Tax on ammo

Discussion in 'Firearms' started by BAT1, Feb 8, 2007.


  1. BAT1

    BAT1 Cowboys know no fear

    The firing line forums: Cook County is trying to impose a 50 cents per bullet tax on ammo. One person interviewed said it is as close to a sin tax as you can get. It is a now "sin" to shoot. Mercy
     
  2. Paradoc

    Paradoc Retired Combat Medic

    Having once lived in that God forsaken area, I can attest to the fact that if they can find a way to tax the air you breathe they will.
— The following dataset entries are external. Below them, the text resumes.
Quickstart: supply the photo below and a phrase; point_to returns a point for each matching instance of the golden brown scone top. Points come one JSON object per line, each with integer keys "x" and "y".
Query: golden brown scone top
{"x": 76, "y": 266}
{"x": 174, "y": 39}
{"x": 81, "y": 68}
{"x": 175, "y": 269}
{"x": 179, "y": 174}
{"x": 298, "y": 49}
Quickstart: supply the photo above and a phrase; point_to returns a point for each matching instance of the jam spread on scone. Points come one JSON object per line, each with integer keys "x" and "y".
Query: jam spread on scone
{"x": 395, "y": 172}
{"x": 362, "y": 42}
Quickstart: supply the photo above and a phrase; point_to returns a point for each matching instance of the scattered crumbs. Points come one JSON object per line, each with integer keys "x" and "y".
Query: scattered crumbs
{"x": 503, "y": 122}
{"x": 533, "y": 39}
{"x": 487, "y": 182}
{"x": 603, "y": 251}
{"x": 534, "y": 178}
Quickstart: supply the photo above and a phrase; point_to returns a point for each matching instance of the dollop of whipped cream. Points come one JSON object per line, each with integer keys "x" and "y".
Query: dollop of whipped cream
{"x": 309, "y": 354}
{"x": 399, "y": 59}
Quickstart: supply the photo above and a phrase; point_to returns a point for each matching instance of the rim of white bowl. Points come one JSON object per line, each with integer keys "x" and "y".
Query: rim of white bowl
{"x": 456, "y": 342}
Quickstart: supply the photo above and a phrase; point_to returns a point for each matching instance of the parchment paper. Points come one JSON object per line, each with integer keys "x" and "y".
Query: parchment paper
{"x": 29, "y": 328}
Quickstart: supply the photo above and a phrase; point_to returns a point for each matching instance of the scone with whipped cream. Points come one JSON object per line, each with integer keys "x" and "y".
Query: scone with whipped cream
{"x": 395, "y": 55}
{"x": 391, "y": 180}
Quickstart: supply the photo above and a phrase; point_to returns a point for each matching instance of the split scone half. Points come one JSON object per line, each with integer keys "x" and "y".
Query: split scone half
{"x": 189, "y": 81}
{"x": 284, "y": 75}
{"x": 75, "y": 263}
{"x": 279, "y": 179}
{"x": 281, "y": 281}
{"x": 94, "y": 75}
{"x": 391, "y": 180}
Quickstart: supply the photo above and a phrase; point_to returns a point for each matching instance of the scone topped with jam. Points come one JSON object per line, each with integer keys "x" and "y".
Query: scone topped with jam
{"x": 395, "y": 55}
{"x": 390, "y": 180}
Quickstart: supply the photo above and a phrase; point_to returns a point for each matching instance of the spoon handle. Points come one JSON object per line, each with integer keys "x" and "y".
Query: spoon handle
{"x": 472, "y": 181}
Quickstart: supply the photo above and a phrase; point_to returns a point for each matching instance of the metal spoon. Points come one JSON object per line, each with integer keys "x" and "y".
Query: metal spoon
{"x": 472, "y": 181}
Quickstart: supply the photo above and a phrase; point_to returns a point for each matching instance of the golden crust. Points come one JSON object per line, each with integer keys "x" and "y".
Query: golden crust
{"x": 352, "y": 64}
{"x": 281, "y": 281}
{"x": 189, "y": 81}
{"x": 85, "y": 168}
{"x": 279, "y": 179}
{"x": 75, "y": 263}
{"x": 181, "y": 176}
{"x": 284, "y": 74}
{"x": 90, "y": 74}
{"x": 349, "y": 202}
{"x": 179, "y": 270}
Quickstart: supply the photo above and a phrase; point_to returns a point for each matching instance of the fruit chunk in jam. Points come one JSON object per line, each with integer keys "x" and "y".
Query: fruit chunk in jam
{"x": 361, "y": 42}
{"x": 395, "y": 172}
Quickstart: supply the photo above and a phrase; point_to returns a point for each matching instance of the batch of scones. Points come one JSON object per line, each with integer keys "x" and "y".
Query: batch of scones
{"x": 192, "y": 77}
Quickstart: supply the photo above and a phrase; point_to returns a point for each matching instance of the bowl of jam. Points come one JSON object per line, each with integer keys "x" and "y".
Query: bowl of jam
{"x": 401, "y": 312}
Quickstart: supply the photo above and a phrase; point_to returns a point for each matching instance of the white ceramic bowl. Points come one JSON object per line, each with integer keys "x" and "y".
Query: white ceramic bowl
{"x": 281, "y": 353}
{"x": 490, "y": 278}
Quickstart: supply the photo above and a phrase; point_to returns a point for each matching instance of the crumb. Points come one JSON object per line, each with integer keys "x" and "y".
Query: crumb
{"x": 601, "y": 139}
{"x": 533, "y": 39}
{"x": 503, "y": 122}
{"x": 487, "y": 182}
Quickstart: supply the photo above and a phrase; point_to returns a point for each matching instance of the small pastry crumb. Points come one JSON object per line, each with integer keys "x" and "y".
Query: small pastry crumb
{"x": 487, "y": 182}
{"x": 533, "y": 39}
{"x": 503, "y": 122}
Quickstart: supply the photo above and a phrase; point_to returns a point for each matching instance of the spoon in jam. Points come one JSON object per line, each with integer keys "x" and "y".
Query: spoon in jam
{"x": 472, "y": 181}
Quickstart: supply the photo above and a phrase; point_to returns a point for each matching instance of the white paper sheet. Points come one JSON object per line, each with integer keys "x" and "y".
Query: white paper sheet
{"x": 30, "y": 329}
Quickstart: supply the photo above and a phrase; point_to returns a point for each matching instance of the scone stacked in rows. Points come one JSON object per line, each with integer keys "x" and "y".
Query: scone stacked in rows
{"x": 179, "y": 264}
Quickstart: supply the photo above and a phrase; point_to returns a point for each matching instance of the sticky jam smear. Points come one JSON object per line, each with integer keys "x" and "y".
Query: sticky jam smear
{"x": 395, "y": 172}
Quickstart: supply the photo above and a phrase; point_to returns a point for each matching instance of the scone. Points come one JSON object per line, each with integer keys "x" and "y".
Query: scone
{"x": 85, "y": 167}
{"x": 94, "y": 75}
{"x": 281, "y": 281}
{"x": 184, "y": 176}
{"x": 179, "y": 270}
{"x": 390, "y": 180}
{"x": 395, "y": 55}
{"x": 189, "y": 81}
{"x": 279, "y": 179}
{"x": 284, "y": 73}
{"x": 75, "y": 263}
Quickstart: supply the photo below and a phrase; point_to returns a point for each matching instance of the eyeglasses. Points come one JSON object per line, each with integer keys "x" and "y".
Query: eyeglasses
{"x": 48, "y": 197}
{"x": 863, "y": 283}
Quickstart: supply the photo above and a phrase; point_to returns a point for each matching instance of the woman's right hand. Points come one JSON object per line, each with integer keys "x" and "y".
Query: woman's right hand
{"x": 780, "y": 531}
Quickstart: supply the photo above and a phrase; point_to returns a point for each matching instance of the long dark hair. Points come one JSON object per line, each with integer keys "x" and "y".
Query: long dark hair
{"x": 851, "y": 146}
    It doesn't suprise me at all considering how anti gun the establishment is there that they want to tax ammunition as well.
     
  3. Seawolf1090

    Seawolf1090 Retired Curmudgeonly IT Monkey Founding Member

    It seems that "Crook County" is the Elitist's testing ground for more draconian anti-gun legislation.
     
  4. Seacowboys

    Seacowboys Senior Member Founding Member

    My father gave me his .22 Stevens Single-shot when I was four years old. Every Friday, he would bring two boxs of .22 shorts home with him from work and I would be waiting in excitement and we would go out back and shoot tin cans with bad attitudes. The ammunition costed nearly a dollar a box and my dad would empty his pocket change every day into a tobacco tin and when ever it reach $2.00, I was to tell him, so he could buy bullets and we could go shoot. I never did figure out how it always managed to reach the $2.00 mark on Fridays but I did know that life was good and we had a hundred bullets to shoot at cans and rabbits all week-end and maybe a bear (it was a possibility, but unfortunately we never actually encountered one when we had bullets).
    I bought my very first brand new from the factory Chevy Monte Carlo in 1974; it costed a fortune. I had never spent so much money on a single thing; $3,600.00. I couldn't imagine how many .22s I could get for that; they were still a dollar a box.
    In 1976, I bought my first house and five acres of land with first refusal on the surrounding 500 acres, should Mr. McCualley ever decide to sell it. I paid $2,000.00 down and took a mortgage for the remaining 20K and was absolutely astounded by the number of boxes of .22s that I could buy each and every single month on interest payments alone; they were still a dollar a box.
    Today, I drive a $60,000.00 work truck; nearly three times the price of my first house and I won't mention the sinful amount that my 1.5 acre plot costed with this 3500 square foot gold-brick castle but I will mention that .22s are still a dollar box and just as much damned fun. Now would one of you economic experts out there want to explain this?
     
  5. GaryBrun

    GaryBrun Monkey+++

    In Rome they had "Bread and circuses" to keep the plebes pacified.

    The elite have adopted their ways

    in the US it is not "Bread (With High Fructose Corn Syrup) and Reality TV, and Recycled Pee (Budweiser brand) and .22lr."

    All these are subsidized in one way or another.

    Ok, well maybe not .22

    Have you noticed that when you go to buy canned veggies and such they are not 16 ounce cans anymore? They are 13.6 and 14.3 or some other bullkaka like that. To keep the price under $1 or $2 bucks.